Yıllar sonra çocukluğumun geçtiği o ara sokakta yürüyorum.
Mavi kapılı, kocaman bahçeli, müstakil evimiz ve tüm anılarım çarpıyor gözüme.
Dar kıvrımlı yolda heyecanım ve yılların özlemi ile ilerliyorum. Sokakta
oturmuş beni dikizleyen şaşkın gözlere inat demir kapıyı aralayıp içeriye
geçiyorum.
Etraf sonbaharın tüm izlerini taşıyor. Babamın günlerce
uğraş verip diktiği tüm meyve fidanları kocaman ağaç olmuş. Evin boyası hala
aynı, duvara kazınmış ismimi görüyorum, sonra kömürlüğün içindeki kırmızı
patlak plastik top, hemen yanında kapkara olmuş bir defter içinde benim yazım.

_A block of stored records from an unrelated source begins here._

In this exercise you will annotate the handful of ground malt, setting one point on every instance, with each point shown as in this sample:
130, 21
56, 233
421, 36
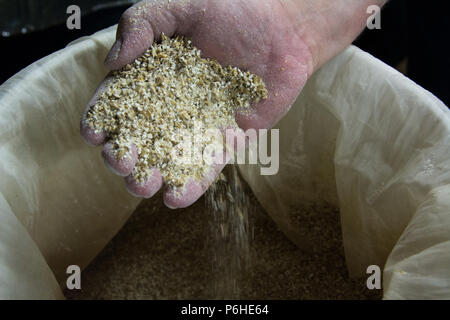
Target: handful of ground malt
170, 90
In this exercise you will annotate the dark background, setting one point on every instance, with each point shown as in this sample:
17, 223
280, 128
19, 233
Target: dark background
413, 34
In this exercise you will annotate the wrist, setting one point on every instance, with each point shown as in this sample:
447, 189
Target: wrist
328, 27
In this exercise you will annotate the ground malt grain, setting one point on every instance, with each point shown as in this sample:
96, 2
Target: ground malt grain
165, 95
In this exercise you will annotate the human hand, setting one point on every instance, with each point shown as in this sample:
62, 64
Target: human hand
263, 37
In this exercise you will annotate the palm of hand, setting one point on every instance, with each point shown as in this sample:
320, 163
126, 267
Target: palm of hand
253, 35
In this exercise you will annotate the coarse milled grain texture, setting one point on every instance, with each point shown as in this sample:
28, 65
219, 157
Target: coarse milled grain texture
164, 254
166, 95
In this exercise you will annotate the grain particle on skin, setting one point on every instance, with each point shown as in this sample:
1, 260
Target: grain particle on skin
168, 91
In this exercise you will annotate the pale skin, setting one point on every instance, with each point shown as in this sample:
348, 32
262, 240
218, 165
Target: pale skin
282, 41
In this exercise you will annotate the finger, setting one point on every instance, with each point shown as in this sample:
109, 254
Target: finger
175, 198
89, 134
120, 166
147, 188
284, 80
140, 25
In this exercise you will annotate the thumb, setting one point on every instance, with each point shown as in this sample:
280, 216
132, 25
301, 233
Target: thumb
134, 36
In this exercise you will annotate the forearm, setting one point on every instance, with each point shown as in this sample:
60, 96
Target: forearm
328, 26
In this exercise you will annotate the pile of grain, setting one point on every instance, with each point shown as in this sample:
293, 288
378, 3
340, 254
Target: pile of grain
164, 254
164, 96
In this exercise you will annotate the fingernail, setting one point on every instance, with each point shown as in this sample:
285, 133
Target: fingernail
114, 52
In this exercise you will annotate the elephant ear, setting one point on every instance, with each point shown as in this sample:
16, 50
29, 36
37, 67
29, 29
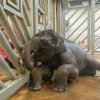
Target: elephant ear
60, 47
46, 43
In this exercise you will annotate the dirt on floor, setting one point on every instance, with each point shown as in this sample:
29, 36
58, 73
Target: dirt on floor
85, 88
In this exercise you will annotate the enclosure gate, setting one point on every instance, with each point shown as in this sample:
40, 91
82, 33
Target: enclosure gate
20, 19
78, 27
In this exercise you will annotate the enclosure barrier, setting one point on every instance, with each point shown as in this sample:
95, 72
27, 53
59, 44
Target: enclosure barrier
83, 29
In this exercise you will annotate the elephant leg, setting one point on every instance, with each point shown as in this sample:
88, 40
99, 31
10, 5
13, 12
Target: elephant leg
87, 72
38, 75
62, 74
36, 78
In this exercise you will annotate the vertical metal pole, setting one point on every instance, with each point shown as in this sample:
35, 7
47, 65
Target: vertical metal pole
7, 70
92, 25
2, 85
9, 29
63, 24
89, 27
7, 48
18, 28
35, 16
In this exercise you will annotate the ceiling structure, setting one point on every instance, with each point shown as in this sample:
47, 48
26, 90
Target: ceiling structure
75, 3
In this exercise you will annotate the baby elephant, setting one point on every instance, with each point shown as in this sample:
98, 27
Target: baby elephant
60, 60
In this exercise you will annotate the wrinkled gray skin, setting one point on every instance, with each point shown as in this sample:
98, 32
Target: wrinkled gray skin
60, 59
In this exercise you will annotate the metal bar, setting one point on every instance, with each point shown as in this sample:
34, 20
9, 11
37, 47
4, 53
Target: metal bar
2, 85
76, 20
83, 40
25, 13
67, 12
92, 25
6, 69
18, 29
9, 29
27, 4
72, 15
97, 42
97, 47
97, 10
77, 28
35, 16
7, 48
85, 46
97, 38
13, 86
80, 34
97, 19
25, 29
97, 29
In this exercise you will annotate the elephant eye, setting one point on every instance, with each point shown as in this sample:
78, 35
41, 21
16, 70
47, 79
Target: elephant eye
32, 54
41, 49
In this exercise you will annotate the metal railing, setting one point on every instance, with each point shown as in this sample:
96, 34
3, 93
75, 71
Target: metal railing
79, 27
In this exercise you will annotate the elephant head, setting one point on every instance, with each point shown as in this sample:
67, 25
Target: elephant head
42, 48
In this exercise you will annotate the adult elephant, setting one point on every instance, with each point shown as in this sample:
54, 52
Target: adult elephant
60, 59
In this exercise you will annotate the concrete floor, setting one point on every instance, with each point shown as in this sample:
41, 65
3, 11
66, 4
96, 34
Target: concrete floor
85, 88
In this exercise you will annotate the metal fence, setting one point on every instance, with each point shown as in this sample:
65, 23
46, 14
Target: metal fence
16, 21
21, 19
78, 27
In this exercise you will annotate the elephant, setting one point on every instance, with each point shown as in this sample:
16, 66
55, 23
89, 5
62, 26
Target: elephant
49, 56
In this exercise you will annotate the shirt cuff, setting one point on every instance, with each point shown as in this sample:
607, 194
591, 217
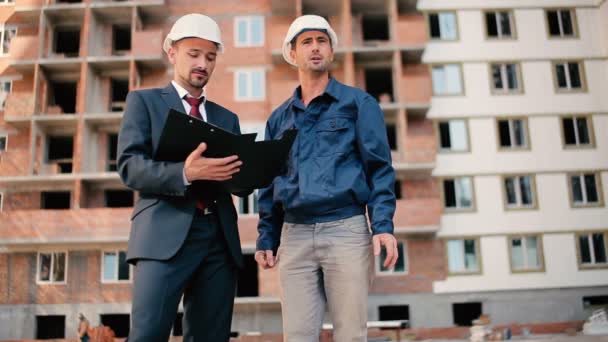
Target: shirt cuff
186, 183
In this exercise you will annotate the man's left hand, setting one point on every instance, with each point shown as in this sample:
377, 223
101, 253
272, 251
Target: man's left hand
390, 243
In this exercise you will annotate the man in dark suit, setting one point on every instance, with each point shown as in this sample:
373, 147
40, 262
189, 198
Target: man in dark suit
184, 238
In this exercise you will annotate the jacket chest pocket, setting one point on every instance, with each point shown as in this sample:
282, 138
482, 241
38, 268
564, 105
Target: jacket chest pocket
333, 135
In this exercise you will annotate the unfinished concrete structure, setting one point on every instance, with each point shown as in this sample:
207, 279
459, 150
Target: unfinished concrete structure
64, 218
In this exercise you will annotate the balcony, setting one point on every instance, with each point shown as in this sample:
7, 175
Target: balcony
25, 230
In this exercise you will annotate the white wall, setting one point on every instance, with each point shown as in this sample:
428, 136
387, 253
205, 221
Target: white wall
561, 269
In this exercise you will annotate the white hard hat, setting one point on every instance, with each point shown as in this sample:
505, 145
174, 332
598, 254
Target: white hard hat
194, 26
307, 23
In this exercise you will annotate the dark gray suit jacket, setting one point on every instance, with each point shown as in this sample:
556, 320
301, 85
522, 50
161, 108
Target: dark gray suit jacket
165, 209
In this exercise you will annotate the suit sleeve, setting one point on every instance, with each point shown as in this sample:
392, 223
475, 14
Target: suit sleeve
136, 167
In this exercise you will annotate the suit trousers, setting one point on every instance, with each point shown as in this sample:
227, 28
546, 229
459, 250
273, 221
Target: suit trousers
325, 263
203, 272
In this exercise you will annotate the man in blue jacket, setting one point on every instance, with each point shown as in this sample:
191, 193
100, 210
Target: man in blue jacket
338, 168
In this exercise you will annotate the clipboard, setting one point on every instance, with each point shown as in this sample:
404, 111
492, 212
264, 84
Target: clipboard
262, 160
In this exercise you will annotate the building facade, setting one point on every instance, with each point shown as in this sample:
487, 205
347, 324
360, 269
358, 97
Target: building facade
501, 161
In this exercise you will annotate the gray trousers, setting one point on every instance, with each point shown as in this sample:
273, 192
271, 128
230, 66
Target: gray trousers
325, 263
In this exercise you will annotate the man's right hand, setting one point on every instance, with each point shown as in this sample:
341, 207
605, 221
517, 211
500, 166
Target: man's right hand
265, 259
198, 167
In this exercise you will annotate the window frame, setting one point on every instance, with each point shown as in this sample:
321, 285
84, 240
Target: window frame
428, 27
477, 241
500, 37
510, 119
519, 206
3, 28
51, 281
504, 76
392, 272
579, 255
102, 268
590, 128
249, 72
460, 78
5, 136
248, 19
598, 185
446, 210
575, 31
569, 89
438, 134
539, 249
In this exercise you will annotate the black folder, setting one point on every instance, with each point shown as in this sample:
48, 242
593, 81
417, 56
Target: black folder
262, 160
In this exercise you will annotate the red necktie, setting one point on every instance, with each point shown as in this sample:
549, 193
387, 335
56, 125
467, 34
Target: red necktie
195, 112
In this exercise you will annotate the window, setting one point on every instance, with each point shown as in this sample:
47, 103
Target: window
6, 35
466, 313
442, 26
513, 133
401, 267
561, 23
52, 268
519, 192
505, 78
250, 85
3, 143
55, 200
114, 267
5, 89
446, 79
585, 189
500, 24
577, 131
526, 253
453, 135
50, 327
592, 249
569, 76
112, 152
458, 193
249, 204
249, 31
463, 256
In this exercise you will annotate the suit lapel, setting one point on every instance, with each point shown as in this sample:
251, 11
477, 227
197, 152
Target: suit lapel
171, 98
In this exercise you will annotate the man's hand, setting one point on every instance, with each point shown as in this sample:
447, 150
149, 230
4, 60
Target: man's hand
265, 259
198, 167
390, 243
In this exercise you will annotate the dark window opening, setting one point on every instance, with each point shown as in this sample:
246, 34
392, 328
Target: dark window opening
55, 200
391, 134
60, 152
118, 198
177, 325
398, 189
449, 190
247, 284
119, 323
595, 301
120, 88
379, 83
63, 95
394, 312
466, 313
67, 42
112, 152
122, 39
375, 27
49, 327
434, 26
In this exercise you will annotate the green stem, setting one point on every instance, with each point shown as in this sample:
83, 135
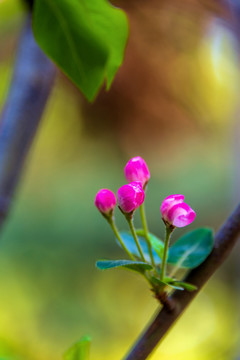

Ne çok zaman oldu oysaki ama hala duruyor her bir tarafta izlerim. Hiçbir
ayrıntıyı kaçırmak istemiyorum. Heyecanlı bir aşk filmi izlercesine
kaptırıyorum kendimi geçmişimin filmine.
Arka tarafta küçük bir ara vardı; aklıma geliyor, gelmişken
görmeden geçmek istemiyorum.
Ağaçların arasından süzülüyorum. Sonbahar ile
dallarından ayrılıp yere düşen yapraklar, adımlarımın etkisiyle sessizliğini
bozuyor. Arka duvar iyice harabe olmuş. Ne de çok atlamıştım üstünden saklambaç
oynarken.
Annem çok kızardı, yıkılır diye korkardı. Benim açamadığım
hasarı zaman açmış...
Bu duvarın tam köşesinde kocaman bir yarık vardı, bir gün
yine burada oynarken kedi sesi duymuştum. Tamda o araya sıkışmış, çıkmak için
uğraşıp duruyor ama çıkamıyor yavru, minnacık bir kedi. Kalbi korkudan küt küt
atıyor, zarar vereceğimi düşünüyor bir türlü bana gelmek istemiyordu. Elimi
tırmalamasına rağmen, canım acıya acıya devam ettim kurtarmak için. Neticede
kurtarmış, üstüne bir de karnını doyurmuştum kim bilir belki de ölmüştür şimdi.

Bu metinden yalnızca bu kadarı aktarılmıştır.